Wuellner questions, “What is the Spirit doing among us now?” In formulating an answer, she relates talking with a ninety-year-old historian and politician “whose mind is as alert as it ever was to the trends and ambiguities of the human scene.” He says, “I am optimistic about the human race… [S]o many people in so many parts of the world have become so keenly aware of the hurts and problems in other parts of the world. Even though we may respond inadequately, this deepening, expanding awareness has become part of our consciousness. And … a compassionate concern is growing along with the awareness” [page 13-14].

“What is the Spirit doing among us now?” In the ninety-year old’s answer, Wuellner sees “awareness of pain as a manifestation of the Holy Spirit” [page 14]. Though the book was originally written in 1985, the observation of the ninety-year-old seems particularly apt for today.

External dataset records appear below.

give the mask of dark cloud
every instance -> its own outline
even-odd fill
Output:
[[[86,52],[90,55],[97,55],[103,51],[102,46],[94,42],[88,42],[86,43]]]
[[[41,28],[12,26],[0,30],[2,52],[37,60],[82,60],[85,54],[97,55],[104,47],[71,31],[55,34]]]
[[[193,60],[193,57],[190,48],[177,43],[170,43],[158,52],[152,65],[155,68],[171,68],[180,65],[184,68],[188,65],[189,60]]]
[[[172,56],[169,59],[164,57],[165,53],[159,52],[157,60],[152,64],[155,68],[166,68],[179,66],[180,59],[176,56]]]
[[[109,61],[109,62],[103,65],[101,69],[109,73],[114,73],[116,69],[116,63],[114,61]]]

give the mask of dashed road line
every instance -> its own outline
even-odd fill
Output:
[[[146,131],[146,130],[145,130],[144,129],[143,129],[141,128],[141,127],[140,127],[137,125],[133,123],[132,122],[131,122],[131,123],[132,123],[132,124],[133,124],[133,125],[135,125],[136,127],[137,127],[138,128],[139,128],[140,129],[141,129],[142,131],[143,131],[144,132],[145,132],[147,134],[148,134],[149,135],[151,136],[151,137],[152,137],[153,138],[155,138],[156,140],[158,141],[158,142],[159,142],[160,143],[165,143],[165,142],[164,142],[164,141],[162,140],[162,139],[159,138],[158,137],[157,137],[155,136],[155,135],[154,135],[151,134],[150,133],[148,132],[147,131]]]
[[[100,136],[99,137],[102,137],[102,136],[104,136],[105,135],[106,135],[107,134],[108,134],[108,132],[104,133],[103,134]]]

We are aware, so what do we do about it?

Wuellner makes a strong argument for prayer. “Part of the spiritual life is to become sensitive to the signals our bodies and feelings give us that healing is needed… It seems to be a spiritual law that sooner or later we treat others as we treat our own inner selves. Powers of prayer …can touch us, heal us, transform us” [page 16]. “Powers of prayer also transform the world through us. Prayer does not merely lead us to action, prayer itself is an action” [page 1]. Finally, Wuellner expresses this belief. “When we unite with God’s love through deep and honest prayer, we become direct and open channels of that healing love to a world in pain. Every time we pray in depth, the world around us, as well as the world within us, undergoes change” [page 16-17].

Earlier I said that I have thought that the Quaker “holding in the light” prayer was easier. I’m questioning that. Is it “prayer in depth?” I believe that it should be.

Wuellner has a number of suggestions of ways to pray, including something called “soaking prayer” [page 21]. In this type of prayer, she imagines the light “soaking” into her. Sounds like Quaker “holding” to me. To my mind, the difference is that I imagine the light around someone else–an individual, a group, a meeting, a family, etc. So I tried “soaking” myself in the light. I found it very difficult to imagine myself as the focus, rather than someone else. It’s so hard to accept help for one’s self. But if, indeed, “we treat others as we treat our own inner selves,” I guess I need to accept it for myself as well. If I have difficulty “soaking” myself in the light, have I been somewhat cavalier about how I hold someone else in the light?

The second type of prayer Wuellner suggests is “prayer of the heart” based upon the parable of the yeast expanding within the bread. The reference reminds me of Friend George McCoy, who loved to bake bread, and who brought a message about the yeast in the dough to many meetings in the last years of his life. This prayer envisages the healing power expanding from within. It also reminds me of a message I received and shared at Clear Creek Friends Meeting. After a number of years of a personal message to me to “open your heart,” I heard, “Open the heart within your heart.” During the Meeting for Worship, it came to me that this “heart within my hear” might be “that of God within.” Is the healing power of God already within me, and within all? Does Wuellner’s “prayer of the heart” offer a way to experience healing for myself and for others in the deep prayer action of “responding to that of God in all?”

To my mind, Prayer is a way of connecting, of forging a relationship, of relating to God, the Light, Love, a Higher Power, someone beyond myself in whom I can trust, someone I can talk to as a friend. And also, Prayer is a way of connecting to those around me. When I offer to “hold someone in the light” I believe I need to be most intentional in my offer, connecting more fully and deeply with all those for whom I am led to pray.

How do I pray? Is prayer efficacious? Does anything change when I pray?

I think this article is an invitation to me, a continuing reflection on prayer as action, an offer to deeply experience relationship, healing, and Love in its purest essence.